Unprovoked superficial thrombophlebitis and subsequent venous thromboembolism are well-described albeit rare presenting features of advanced visceral malignancy that often manifest too late for curative intervention to be beneficial.

Case Presentation

We present the first reported case of early gastric carcinoma presenting with these paraneoplastic phenomena in an otherwise healthy farmer. The early presentation allowed for a curative partial gastrectomy, which itself was complicated by the presence of a deep vein thrombosis extending into the inferior vena cava. Fortunately, stabilization of the clot allowed for surgery to proceed without the need for a caval filter. The patient was referred for adjuvant chemotherapy and has since made an excellent recovery.

Conclusions

This case provides new evidence for the presentation of superficial thrombophlebitis in early gastric carcinoma and the potential for curative surgery in such instances. A high index of suspicion and a prompt diagnostic workup are essential for timely planning and execution of surgery in these early albeit rare presentations.

Peer Review reports

Background

Unlike the well-established association of spontaneous venous thromboembolism (VTE) with occult neoplasia, single episodes of unprovoked superficial thrombophlebitis have been suggested not to be associated with malignancy [1]. In contrast, the historically significant Trousseau syndrome (i.e. migratory thrombophlebitis) is a well-described association of advanced malignancy - particularly of pancreatic and pulmonary tumours [2]. The mechanism of this paraneoplastic phenomenon is unknown but has been linked to the late stage of these tumours at presentation, which in all reported cases to date, has precluded any form of curative intervention in these patients [3, 4].

Case presentation

A 41-year-old farmer with no significant past medical history presented to Casualty with acute, severe pain over the medial aspect of his right leg and thigh. Examination revealed exquisitely tender cord-like thickening along the distribution of the long saphenous vein. The patient firmly denied external trauma but an infective cause of the inflammation was presumed 'until proven otherwise'.

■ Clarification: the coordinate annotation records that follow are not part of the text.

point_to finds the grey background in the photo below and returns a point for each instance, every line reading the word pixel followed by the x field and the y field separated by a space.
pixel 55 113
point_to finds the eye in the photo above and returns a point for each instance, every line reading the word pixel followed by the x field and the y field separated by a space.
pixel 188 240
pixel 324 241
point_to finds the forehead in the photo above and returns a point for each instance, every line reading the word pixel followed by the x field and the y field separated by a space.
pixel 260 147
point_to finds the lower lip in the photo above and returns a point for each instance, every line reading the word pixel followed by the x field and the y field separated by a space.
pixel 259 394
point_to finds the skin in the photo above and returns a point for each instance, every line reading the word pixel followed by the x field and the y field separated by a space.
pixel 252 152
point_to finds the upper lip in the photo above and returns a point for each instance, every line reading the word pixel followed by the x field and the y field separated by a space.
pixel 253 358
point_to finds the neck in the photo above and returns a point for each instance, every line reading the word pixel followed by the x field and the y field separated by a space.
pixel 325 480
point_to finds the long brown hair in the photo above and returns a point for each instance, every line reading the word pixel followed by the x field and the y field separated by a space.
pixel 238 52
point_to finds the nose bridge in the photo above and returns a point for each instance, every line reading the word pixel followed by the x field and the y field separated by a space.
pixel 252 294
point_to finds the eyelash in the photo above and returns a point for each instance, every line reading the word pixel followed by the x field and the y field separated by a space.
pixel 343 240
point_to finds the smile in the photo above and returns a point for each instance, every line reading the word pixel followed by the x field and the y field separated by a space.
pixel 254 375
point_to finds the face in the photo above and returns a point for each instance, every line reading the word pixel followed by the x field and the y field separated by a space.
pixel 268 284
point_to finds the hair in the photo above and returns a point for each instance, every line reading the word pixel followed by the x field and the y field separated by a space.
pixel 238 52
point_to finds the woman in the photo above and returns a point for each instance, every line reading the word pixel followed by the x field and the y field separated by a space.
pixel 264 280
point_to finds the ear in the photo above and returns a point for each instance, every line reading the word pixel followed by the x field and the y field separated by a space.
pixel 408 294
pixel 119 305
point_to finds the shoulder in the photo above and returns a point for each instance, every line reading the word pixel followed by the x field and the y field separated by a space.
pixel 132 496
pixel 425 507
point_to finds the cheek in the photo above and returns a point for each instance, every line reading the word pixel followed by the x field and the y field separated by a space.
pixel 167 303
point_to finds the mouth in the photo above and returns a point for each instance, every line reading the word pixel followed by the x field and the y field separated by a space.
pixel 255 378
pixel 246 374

Intravenous penicillin and flucloxacillin were administered but the inflammation persisted for a further three days. During this time, routine blood tests revealed a microcytic anemia (hemoglobin 9.3 g/dL, mean corpuscular volume 70 fL) of unclear etiology, suggesting the need for an esophagogastroduodenoscopy (EGD) to exclude upper gastrointestinal tract bleeding. Concurrently, acute swelling of his right calf prompted a duplex ultrasound scan (USS), which revealed a deep vein thrombosis (DVT) with vague suggestion of extension up to the iliac veins. The patient was therefore switched from his prophylactic regimen of low molecular weight heparin (LMWH; 5000 units of subcutaneous dalteparin sodium, once daily) to a therapeutic regimen (15000 units, once daily).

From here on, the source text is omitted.